Themiste hennahi

Scientific classification
- Kingdom: Animalia
- Phylum: Annelida
- Class: Sipuncula
- Order: Golfingiida
- Family: Themistidae
- Genus: Themiste
- Species: T. hennahi
- Binomial name: Themiste hennahi Gray, 1828
- Synonyms: Dendrostoma mytheca Chamberlin, 1919; Dendrostoma perimeces Fisher, 1928; Dendrostoma peruvianum Collin, 1892; Dendrostoma ramosum (Quatrefages, 1865); Dendrostoma zostericolum Chamberlin, 1919; Dendrostomum lissum Fisher, 1952; Dendrostomum peruvianum Collin, 1892; Dendrostomum ramosum Quatrefages, 1865; Dendrostomum schmitti Fisher, 1952; Dendrostomum zostericolum Chamberlin, 1919; Phascolosoma rapa (Quatrefages, 1865); Sipunculus rapus Quatrefages, 1865; Themiste lissa (Fisher, 1952); Themiste perimeces (Fisher, 1928); Themiste ramosa (Quatrefages, 1865); Themiste schmitti (Fisher, 1952); Themiste zostericola (Chamberlin, 1919);

= Themiste hennahi =

- Genus: Themiste
- Species: hennahi
- Authority: Gray, 1828
- Synonyms: Dendrostoma mytheca Chamberlin, 1919, Dendrostoma perimeces Fisher, 1928, Dendrostoma peruvianum Collin, 1892, Dendrostoma ramosum (Quatrefages, 1865), Dendrostoma zostericolum Chamberlin, 1919, Dendrostomum lissum Fisher, 1952, Dendrostomum peruvianum Collin, 1892, Dendrostomum ramosum Quatrefages, 1865, Dendrostomum schmitti Fisher, 1952, Dendrostomum zostericolum Chamberlin, 1919, Phascolosoma rapa (Quatrefages, 1865), Sipunculus rapus Quatrefages, 1865, Themiste lissa (Fisher, 1952), Themiste perimeces (Fisher, 1928), Themiste ramosa (Quatrefages, 1865), Themiste schmitti (Fisher, 1952), Themiste zostericola (Chamberlin, 1919)

Species of peanut worm

Themiste hennahi is a species of unsegmented benthic marine worm in the phylum Sipuncula, the peanut worms. It is native to shallow waters on the Pacific coast of North and South America. This worm was first described in 1828 by the British zoologist John Edward Gray as Themiste hennahi, the type specimen having been collected by the Rev. W. Hennah, with the type locality being Peru.

==Description==
The body of this worm is cylindrical. The introvert (the retractable anterior part of the worm) is tipped by a crown-like structure of six branching tentacles which surround the mouth. The collar (immediately behind the tentacles) is not reddish-purple as it is in Themiste dyscrita, and the introvert is devoid of spines.

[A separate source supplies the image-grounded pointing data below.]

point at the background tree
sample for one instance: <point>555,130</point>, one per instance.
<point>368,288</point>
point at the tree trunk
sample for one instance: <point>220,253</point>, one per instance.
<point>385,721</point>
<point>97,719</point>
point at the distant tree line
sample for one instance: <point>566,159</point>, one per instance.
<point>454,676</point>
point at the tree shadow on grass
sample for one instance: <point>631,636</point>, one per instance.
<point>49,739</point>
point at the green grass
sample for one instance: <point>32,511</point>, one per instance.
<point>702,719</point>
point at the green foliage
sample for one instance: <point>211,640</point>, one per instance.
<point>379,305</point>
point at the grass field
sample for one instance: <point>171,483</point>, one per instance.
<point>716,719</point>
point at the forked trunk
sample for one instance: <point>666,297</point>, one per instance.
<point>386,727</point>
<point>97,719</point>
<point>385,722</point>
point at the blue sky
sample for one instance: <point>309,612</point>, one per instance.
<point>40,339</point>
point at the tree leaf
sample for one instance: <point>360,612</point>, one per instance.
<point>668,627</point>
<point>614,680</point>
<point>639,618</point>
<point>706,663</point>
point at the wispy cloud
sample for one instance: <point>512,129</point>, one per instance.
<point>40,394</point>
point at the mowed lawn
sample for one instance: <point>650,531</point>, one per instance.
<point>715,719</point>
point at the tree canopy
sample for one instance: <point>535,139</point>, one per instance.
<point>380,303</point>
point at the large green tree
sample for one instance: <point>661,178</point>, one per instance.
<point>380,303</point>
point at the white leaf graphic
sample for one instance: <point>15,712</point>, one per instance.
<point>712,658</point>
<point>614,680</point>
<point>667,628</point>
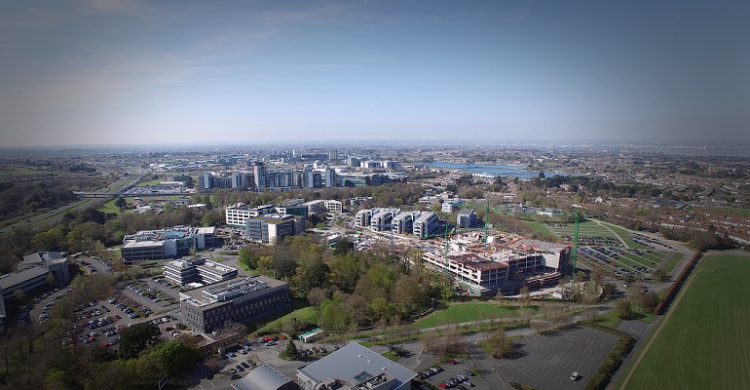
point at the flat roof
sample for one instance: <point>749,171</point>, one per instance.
<point>12,279</point>
<point>355,364</point>
<point>197,294</point>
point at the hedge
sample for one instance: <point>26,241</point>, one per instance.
<point>662,306</point>
<point>612,362</point>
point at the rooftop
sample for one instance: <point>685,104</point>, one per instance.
<point>9,280</point>
<point>356,364</point>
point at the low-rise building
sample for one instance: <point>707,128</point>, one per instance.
<point>165,243</point>
<point>467,218</point>
<point>333,206</point>
<point>355,367</point>
<point>197,270</point>
<point>242,300</point>
<point>272,227</point>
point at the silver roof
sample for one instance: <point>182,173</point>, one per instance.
<point>262,378</point>
<point>351,362</point>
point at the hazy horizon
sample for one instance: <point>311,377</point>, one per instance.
<point>107,72</point>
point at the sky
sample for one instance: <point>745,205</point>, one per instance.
<point>95,72</point>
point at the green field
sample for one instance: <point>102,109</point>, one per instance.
<point>23,171</point>
<point>464,312</point>
<point>672,263</point>
<point>705,344</point>
<point>540,227</point>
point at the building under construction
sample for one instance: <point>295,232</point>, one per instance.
<point>500,264</point>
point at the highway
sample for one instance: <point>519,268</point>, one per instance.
<point>55,215</point>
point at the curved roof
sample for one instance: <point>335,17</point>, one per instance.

==Distribution and habitat==
Themiste hennahi is native to the tropical and subtropical eastern Pacific Ocean, its range including the western coast of the United States, and the coasts of Peru and Chile. It burrows into sandy, gravelly, silty and muddy substrates in the intertidal zone, including eelgrass beds, and conceals itself under loose rocks.

==Ecology==
This worm often lives in a burrow or other low-oxygen environment, extending its introvert into the water column to feed. The skin of the trunk is thick and unsuitable as a respiratory surface. Research has shown that the tentacular crown is the main respiratory surface, leading to this worm being described as a "tentacle breather". Oxygen diffuses into the fluid inside the tentacular system where it is taken up by the pigment hemerythrin in the blood cells. The oxygen further diffuses through an elaborate septum into the coelomic cavity where it is retained because there is a greater capacity for oxygen in the coelom than in the tentacular cavity. This respiratory system makes the worm resistant to a lack of oxygen as it can call on the oxygen already bound to the hemerythrin when the oxygen in its environment is insufficient.